Er zijn 5 begrippen die in de benamingen vaak aan bod kwamen. Hieronder een overzicht
van de pro’s en contra’s bij deze benamingen:
‘Specifiek’
PRO: op zichzelf staand; uitsluiten van andere oorzaken
CONTRA: vaak is de aandoening niet specifiek; het gaat niet enkel om taal
‘Ontwikkeling’
PRO: vanaf de start van de ontwikkeling
CONTRA: overbodig begrip
‘Impairment’
PRO: ernstiger dan een vertraging
CONTRA: geen stoornis; hardnekkigheid; grens met VSTO?
‘Stoornis”
PRO: verschil met vertraging
CONTRA: niet medisch
‘Dysfasie’
PRO: verschil met vertraging; neurologische achtergrond; accent op hardnekkigheid
CONTRA: te medisch; neurologische achtergrond?

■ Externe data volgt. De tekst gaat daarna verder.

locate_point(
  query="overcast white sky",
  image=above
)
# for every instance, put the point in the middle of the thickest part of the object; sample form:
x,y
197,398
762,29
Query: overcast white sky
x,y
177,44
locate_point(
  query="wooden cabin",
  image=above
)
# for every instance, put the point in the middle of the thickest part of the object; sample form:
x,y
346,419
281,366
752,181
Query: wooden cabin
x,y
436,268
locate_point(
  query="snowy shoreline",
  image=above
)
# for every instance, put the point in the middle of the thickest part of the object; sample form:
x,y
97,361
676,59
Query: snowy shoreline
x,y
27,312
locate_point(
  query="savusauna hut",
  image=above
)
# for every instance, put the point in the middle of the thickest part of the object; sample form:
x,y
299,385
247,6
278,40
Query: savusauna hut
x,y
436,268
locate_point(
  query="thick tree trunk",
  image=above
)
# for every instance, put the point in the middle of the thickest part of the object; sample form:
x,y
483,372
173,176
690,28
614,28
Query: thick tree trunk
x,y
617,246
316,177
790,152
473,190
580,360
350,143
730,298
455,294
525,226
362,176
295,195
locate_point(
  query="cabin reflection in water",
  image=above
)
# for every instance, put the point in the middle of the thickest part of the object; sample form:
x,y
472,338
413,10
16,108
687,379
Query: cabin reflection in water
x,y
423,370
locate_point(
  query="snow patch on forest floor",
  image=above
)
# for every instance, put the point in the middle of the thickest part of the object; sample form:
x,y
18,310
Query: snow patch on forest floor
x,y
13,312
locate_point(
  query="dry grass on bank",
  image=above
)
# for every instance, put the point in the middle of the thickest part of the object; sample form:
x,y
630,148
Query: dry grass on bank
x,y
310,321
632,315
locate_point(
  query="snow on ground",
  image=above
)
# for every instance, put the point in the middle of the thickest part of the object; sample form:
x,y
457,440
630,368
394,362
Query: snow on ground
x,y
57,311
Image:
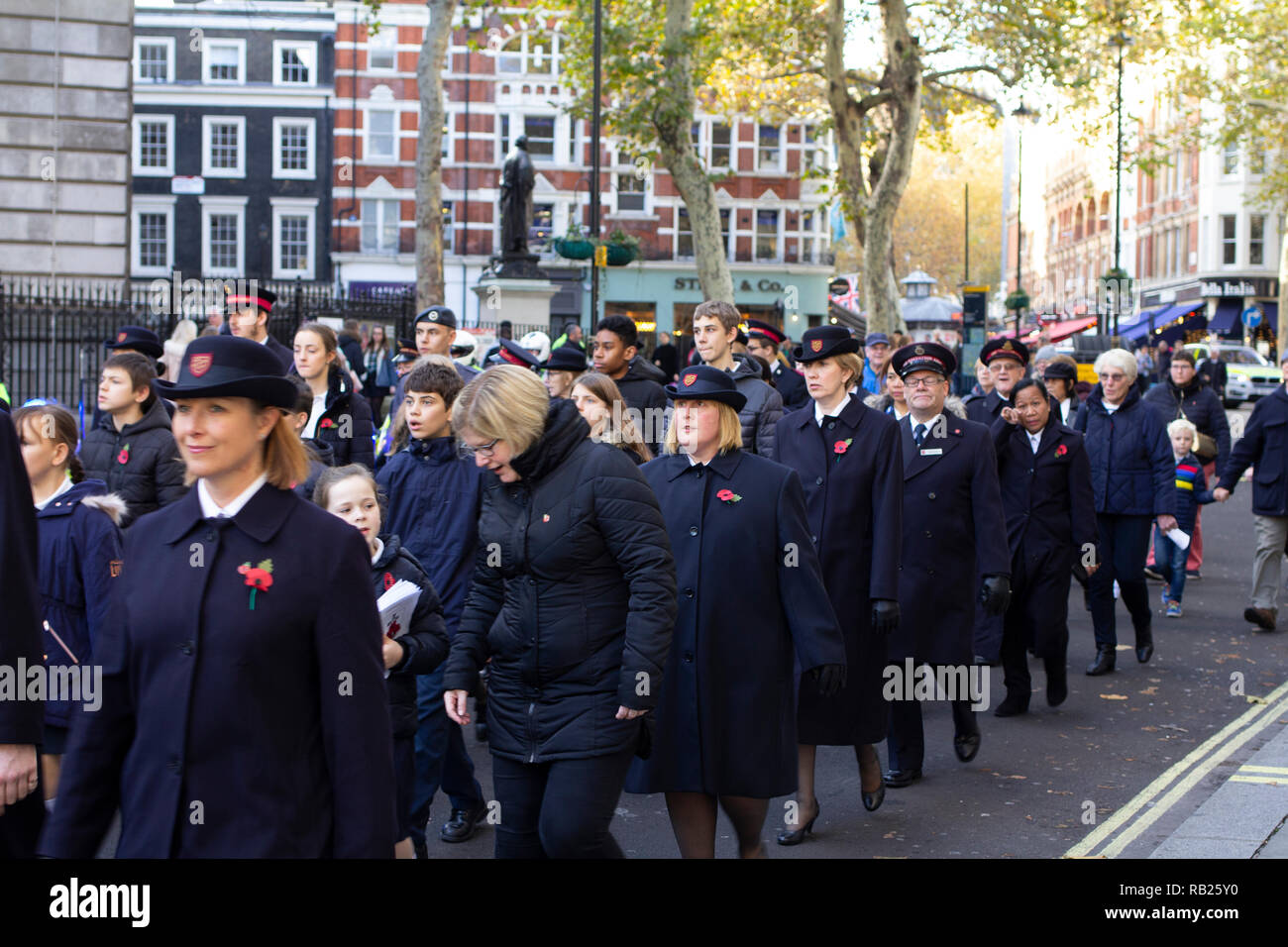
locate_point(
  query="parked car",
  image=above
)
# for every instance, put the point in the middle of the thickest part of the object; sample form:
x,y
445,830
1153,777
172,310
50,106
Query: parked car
x,y
1247,375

Tot op de dag van vandaag wordt er op verschillende plaatsen in de wereld nog steeds een
andere benaming gebruikt omdat men nog nooit tot een consensus is gekomen. Dit
bemoeilijkt vanzelfsprekend de communicatie over deze stoornis.
Internationaal bekeken gebruikt men het vaakst de term ‘DLD’ of ‘developmental language
disorder’.
Het onderwijs in Vlaanderen is opgedeeld in verschillende types, 10 om precies te zijn.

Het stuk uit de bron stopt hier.